Angel Medical Systems Inc., a company based in Monmouth County, has received FDA pre-market approval for a life saving device called 'The Guardian' which will keep an eye on your heart.

It's an implantable cardiac monitor that alerts patients who've had ACS events to any potential life threatening activity.

"Today, at least half of heart attacks either have no symptoms or symptoms that patients don't recognize," Dr.

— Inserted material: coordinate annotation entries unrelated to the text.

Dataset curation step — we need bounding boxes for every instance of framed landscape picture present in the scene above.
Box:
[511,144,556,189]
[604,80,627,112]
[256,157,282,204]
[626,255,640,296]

David Fischell, AMS CEO said. "It creates a model over time of what's normal for you and is comparing that normal machine learned basis to what's going on now."

The device isn't meant to improve the function of your heart but help protect you.

"This is there to keep that heart that's still functioning for you as functional as possible into your future and to some extent save you from an earlier death from a heart attack," Fischell said.

The Guardian is set to monitor your heart 24/7/365.

"It's designed to be implanted in the left side of your chest, very similar to a pacemaker and connects to your heart with a wire," Dave Keenan, AMS COO, said. "It analyzes your cardiac signal all the time looking for the change that is the signature of an inclusive event, meaning that a coronary artery is getting blocked which is what causes a heart attack."

It'll vibrate an alert when it senses an issue and sound off an alarm.

Based on how severe will determine whether you need to make an appointment with your cardiologist or go to the ER.

It has two alarms, one to detect emergencies and one for less urgent events.

"Our device is designed to monitor the heart rates as well as rhythm," Keenan said. "The emergency alarm is for a heart attack/ACS event but the second alarm/see-doctor alarm."

When patients get the see-doctor alarm, they should do just that.

"They're instructed to call their cardiologist and make an appointment and go in and see them within the next seven to ten days because there's something being detected which because of your high risk it should be evaluated," Keenan said.

'The Guardian' is for someone who's had an ACS event like a heart attack, but there are some exceptions to qualify to have this device implanted.

"If you have co-morbidities, meaning you also are diabetic, you have kidney problems or you smoke and your overweight, that also increases your risk for having a recurrent event and that makes you a candidate," Keenan said.

He adds that the device itself has to be prescribed to you by your cardiologist if they find you meet the categories.

The device is implanted the same way a pacemaker is and has no expiration date but the battery must be replaced every seven-years.